Secondo l’ipotesi investigativa, a dirigere la piazza di spaccio sarebbero due fratelli, ritenuti responsabili del rifornimento di cocaina, eroina e altre sostanze. Ai loro ordini avrebbero lavorato giovani nordafricani, tenuti nei boschi e obbligati a occuparsi della vendita al minuto. Non collaboratori, ma vite recluse in un ingranaggio da cui uscire sarebbe stato pericoloso. I ripari usati come base, spiegano gli inquirenti, sarebbero stati scelti in punti difficili da raggiungere e pensati per essere smontati in fretta in caso di controlli. Le armi trovate – pistole e fucili – avrebbero avuto una doppia funzione: proteggere il giro d’affari, ma anche scoraggiare chi avesse provato a fuggire.

“Ferito due mesi fa, mai portato in ospedale”

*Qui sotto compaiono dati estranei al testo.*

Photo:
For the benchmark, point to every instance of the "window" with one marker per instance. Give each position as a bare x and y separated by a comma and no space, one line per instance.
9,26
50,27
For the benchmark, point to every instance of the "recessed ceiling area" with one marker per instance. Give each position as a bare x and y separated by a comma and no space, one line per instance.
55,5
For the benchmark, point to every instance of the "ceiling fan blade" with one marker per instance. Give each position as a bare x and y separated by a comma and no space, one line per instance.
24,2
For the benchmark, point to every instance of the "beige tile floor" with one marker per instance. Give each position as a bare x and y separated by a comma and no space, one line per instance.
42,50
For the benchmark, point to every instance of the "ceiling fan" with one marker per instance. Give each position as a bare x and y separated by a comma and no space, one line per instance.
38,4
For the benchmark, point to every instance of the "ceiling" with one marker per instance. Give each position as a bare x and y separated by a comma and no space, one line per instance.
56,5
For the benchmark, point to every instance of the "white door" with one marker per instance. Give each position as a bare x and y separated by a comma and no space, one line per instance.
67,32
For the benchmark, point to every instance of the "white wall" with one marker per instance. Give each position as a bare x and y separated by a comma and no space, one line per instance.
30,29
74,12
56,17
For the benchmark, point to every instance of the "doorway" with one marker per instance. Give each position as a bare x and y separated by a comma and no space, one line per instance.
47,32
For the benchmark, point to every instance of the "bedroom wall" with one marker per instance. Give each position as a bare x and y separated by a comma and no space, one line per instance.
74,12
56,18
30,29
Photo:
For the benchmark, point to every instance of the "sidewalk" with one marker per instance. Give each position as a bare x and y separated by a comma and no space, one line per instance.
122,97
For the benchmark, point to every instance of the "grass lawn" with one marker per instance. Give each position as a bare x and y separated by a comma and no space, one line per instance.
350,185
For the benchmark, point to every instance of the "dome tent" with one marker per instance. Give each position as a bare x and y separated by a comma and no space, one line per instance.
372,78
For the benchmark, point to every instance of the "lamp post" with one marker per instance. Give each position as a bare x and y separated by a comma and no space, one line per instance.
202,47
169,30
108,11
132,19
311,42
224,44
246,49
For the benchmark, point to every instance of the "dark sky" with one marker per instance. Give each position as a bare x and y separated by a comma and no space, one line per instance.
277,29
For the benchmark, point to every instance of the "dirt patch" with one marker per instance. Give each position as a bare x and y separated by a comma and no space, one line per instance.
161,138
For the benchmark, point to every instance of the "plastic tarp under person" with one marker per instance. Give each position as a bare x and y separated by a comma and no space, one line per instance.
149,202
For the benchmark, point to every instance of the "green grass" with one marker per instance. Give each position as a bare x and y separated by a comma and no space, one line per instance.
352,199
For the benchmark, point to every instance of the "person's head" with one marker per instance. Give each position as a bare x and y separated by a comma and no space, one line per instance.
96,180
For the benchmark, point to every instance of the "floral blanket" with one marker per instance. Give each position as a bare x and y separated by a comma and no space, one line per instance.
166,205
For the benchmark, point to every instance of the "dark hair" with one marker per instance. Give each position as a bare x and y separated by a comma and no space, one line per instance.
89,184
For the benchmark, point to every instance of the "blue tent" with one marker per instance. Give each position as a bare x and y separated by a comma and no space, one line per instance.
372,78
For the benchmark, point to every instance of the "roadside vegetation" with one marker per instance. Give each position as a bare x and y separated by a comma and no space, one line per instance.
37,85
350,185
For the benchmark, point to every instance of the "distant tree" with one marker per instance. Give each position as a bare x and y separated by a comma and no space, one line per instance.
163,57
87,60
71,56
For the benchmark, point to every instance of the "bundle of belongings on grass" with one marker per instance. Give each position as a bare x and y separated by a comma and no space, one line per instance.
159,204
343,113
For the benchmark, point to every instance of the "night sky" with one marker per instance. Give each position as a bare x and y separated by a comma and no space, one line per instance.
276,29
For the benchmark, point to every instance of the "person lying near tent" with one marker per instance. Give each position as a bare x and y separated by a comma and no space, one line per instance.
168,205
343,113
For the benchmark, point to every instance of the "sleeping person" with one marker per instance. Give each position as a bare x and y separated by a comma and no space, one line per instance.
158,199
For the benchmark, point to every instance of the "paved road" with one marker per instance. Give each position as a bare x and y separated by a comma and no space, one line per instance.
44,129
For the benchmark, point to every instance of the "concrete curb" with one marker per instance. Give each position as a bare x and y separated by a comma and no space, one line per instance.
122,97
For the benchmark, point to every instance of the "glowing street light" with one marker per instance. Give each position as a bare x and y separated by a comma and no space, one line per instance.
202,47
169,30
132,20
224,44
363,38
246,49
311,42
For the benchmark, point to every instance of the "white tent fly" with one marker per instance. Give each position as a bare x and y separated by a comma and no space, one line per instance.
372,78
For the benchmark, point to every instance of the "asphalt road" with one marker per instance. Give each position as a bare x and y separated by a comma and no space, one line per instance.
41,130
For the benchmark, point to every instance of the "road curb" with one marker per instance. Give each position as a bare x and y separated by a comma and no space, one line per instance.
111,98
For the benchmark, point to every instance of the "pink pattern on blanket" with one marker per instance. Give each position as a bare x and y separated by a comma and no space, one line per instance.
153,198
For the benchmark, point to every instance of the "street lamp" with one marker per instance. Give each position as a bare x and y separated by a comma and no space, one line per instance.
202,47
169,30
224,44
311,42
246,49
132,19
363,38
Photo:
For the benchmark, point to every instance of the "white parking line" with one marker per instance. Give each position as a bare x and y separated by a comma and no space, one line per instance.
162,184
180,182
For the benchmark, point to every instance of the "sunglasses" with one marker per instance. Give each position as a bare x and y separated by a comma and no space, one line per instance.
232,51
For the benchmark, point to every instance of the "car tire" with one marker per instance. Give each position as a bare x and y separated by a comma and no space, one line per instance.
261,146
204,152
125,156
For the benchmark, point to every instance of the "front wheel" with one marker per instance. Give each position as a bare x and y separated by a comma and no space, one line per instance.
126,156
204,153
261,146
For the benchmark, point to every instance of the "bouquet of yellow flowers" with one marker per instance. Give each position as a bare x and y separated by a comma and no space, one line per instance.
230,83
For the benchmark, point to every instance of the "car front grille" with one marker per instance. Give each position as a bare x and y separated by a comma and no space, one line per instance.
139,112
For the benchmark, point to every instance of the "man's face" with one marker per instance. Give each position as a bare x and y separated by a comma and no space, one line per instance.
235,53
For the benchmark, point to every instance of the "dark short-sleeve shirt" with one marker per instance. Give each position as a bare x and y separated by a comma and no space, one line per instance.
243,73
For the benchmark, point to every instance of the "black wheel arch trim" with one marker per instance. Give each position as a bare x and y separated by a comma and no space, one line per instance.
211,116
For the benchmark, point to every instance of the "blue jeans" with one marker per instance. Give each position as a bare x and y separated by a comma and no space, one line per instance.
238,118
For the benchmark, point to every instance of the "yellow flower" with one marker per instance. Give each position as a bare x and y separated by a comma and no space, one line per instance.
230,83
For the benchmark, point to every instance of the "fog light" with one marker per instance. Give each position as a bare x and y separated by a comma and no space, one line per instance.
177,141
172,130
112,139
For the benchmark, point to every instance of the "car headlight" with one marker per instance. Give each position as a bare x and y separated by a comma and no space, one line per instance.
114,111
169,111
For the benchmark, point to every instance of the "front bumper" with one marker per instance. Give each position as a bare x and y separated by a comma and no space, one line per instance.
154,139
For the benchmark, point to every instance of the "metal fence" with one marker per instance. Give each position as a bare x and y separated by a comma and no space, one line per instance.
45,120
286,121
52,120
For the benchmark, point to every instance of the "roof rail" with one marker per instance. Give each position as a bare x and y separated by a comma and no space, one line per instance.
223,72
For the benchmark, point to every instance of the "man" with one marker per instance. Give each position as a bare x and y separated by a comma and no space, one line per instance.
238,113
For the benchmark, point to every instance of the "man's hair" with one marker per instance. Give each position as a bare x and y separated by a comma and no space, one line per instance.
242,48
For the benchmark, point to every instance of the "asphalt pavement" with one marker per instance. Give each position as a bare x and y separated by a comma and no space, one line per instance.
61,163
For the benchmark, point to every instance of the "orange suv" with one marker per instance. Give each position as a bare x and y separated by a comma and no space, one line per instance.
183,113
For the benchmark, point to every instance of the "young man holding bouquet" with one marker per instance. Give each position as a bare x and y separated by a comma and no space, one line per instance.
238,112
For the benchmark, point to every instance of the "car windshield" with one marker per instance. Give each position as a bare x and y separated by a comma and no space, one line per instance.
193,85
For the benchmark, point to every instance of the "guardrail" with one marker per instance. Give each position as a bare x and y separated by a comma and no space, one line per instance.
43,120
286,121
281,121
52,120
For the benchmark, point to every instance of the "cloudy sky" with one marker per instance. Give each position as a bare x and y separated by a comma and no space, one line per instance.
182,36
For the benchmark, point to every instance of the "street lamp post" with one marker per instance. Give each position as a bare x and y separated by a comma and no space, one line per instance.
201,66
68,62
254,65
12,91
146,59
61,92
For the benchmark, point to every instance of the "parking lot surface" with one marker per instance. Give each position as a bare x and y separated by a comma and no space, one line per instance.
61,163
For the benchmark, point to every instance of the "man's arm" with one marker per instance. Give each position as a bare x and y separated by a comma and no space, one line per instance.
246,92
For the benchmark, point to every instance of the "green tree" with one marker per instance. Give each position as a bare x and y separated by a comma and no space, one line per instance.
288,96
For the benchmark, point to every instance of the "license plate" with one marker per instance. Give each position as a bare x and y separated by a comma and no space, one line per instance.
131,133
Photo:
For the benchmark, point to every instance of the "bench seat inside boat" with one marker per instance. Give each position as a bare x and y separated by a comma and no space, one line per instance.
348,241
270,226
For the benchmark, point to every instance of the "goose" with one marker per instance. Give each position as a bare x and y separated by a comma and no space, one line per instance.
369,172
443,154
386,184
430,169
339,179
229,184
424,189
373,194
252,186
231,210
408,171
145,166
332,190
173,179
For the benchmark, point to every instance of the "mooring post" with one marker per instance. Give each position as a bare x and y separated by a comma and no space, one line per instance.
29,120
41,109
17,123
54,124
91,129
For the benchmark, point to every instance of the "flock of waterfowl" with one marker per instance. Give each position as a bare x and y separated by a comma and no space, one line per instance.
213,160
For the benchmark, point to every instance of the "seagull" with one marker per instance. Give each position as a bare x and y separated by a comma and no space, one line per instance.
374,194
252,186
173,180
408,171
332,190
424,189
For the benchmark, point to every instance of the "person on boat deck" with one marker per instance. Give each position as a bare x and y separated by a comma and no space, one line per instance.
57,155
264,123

È forse il dettaglio più duro emerso finora: uno degli uomini sentiti dagli investigatori avrebbe raccontato di essere già stato ferito, a una spalla, circa due mesi prima, durante un precedente tentativo di allontanarsi. Nessun ospedale, nessuna cura. Una circostanza ancora da verificare, ma che apre uno scenario inquietante su quanti episodi simili possano non essere mai emersi.

Non è la prima volta

I boschi della Tuscia erano già finiti sotto la lente dei carabinieri lo scorso marzo, quando il nucleo investigativo del reparto operativo di Viterbo, insieme alle compagnie di Viterbo e Civita Castellana e allo squadrone eliportato Cacciatori Calabria, aveva individuato tre accampamenti. Nei due bivacchi scoperti a San Martino al Cimino furono sequestrati un fucile semiautomatico da caccia rubato, una pistola semiautomatica, munizioni, cartucce calibro 12, una pistola a salve, coltelli, una roncola, circa 900 grammi di hashish, bilancini, cellulari, tablet e materiale per confezionare le dosi. Un terzo rifugio, individuato a Orte, fu trovato vuoto: gli occupanti erano riusciti a fuggire prima dell’arrivo dei militari.

Un fenomeno che va oltre la Tuscia

Resta da chiarire se l’episodio di sabato sia collegato a quelli di marzo e quanto sia estesa questa rete. Ma il sospetto degli investigatori è che la boscaglia dei Cimini non sia un caso isolato: in tutta Italia, secondo indagini analoghe già emerse in altre procure, la stessa dinamica si ripeterebbe – giovani migranti irregolari, privi di documenti e di alternative, trasformati in merce di scambio da chi gestisce lo spaccio, “nuovi schiavi” nascosti tra gli alberi a pochi passi dalle città.